Paying $20/month for cloud generations when you’ve got a decent GPU sitting right there is like taking taxis when you own a car.
ComfyUI lets you run everything on your own PC and get the same kind of results — without limits, subscriptions, or “you’ve used up your credits.” Fast and totally free… besides the cost of the computer.
Below is a beginner-friendly ComfyUI setup: how to install it, where to get models, how to build your first workflow, and which settings to tweak first.
Note: Anywhere you see
Your_username, replace it with your Windows account name.
It’s worth trying if you have
- A PC with an NVIDIA RTX 20xx (8GB VRAM+)
- An Apple Mac with M3+ and 16GB+ RAM (M1–M2 can work too, just slower)
Keep in mind: On Macs, VRAM and system RAM are basically shared memory.
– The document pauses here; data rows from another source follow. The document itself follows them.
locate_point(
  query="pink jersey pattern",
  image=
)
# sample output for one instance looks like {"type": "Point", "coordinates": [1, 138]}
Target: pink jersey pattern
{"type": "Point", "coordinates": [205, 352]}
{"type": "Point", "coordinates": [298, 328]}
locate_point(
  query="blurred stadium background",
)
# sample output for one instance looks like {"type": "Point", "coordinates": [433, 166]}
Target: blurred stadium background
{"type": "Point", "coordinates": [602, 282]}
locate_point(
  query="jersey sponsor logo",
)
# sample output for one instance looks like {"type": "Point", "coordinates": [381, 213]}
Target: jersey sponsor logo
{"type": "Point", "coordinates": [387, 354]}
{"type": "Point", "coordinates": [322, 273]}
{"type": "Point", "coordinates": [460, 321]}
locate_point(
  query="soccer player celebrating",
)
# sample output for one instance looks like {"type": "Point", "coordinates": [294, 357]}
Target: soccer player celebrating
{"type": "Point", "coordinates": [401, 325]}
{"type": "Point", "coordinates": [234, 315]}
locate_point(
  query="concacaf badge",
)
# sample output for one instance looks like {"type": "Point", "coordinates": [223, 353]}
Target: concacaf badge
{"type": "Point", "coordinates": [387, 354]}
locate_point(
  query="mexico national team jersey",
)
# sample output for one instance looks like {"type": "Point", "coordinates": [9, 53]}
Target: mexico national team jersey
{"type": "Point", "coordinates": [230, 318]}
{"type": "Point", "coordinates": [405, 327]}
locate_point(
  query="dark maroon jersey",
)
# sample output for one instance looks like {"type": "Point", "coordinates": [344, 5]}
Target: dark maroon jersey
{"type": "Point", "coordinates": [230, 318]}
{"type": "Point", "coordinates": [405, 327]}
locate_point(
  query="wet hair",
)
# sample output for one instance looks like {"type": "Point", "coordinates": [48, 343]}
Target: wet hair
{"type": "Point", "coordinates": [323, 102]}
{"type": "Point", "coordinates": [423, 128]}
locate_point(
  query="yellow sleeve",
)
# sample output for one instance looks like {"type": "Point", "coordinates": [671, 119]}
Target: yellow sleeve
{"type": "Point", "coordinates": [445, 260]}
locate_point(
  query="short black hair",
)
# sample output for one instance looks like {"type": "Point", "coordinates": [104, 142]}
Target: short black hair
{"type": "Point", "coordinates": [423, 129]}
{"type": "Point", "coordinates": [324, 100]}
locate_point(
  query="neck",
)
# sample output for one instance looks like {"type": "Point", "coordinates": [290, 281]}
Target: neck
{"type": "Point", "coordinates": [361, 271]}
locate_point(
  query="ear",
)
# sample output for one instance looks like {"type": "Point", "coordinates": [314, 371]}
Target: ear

When you generate images, it can eat most of it — multitasking at the same time can get painful.
What you’ll need
ComfyUI for your OS: https://docs.comfy.org/installation/system_requirements
In this guide, we’ll focus on generating with the ComfyUI Desktop app on Windows.
Models to generate with
- Z-Image-Turbo-AIO (https://huggingface.co/SeeSee21/Z-Image-Turbo-AIO) — grab the fp8 version
We’ll use this model throughout the article because it offers a great balance of quality and speed. The tradeoff is higher GPU requirements than SDXL. - An SDXL model: CyberRealistic Pony
Download here
Keep in mind: For graphics cards below 2070 and/or with 8GB VRAM, it is better to use this or other SDXL models that weigh 4-7GB. - For Mac: Stable Diffusion 1.5
Download here
How to install models
Download the model .safetensors file into:
- Windows:
C:\Users\Your_username\Documents\ComfyUI\models\checkpoints - Mac:
<basePath>/ComfyUI/models/checkpoints
Where to get more models:
- Hugging Face — https://huggingface.co/
- Civitai — https://civitai.com/
- ComfyUI Templates (built-in gallery)
Model differences

Z-Image Turbo
Very low step count, “native” prompt structure. Negative prompt has a weak influence; you can usually skip it.
Prompt example for Z-Image Turbo AIO FP8:
Ultra-photoreal cinematic still of Lara Croft from Tomb Raider inside an ancient jungle temple, moss-covered ruins, shafts of sunlight and cinematic god rays through humid haze, brunette hair in a high ponytail with loose strands, lightly tanned skin with a subtle healthy sheen and light sweat, intense determined eyes, athletic curvy figure, teal tank top and brown shorts, no weapons and no holsters, dynamic action-ready pose with one knee bent and one hand bracing on a stone ledge, 35mm lens look, crisp film still realism, harp focus, high detail.
SDXL models
Higher step count. Some are tag-based. Negative prompt is usually needed.
Prompt example for CyberRealistic Pony:
score_9, score_8_up, score_7_up, (Lara Croft, Tomb Raider, athletic curvy adventurer woman, brunette high ponytail, teal tank top, brown shorts, subtle sweat sheen, intense determined eyes, dynamic action pose, one knee bent, hand bracing on stone), ancient jungle temple, moss covered ruins, tropical jungle, shafts of sunlight, god rays, humid haze, cinematic still, ultra photorealistic, 35mm lens look, sharp focus, high detail, realistic skin texture
Negative:
(nude:1.4), worst quality, low quality, lowres, blurry, out of focus, jpeg artifacts, oversharpen, overprocessed, plastic skin, waxy skin, bad anatomy, bad hands, extra fingers, missing fingers, deformed, mutated, long neck, bad proportions, crossed eyes, duplicate face, cropped, out of frame, watermark, text, logo, signature, anime, cartoon, cgi, 3d render, illustration
Getting started
First thing: ComfyUI has its own built-in “store” of templates/models with presets.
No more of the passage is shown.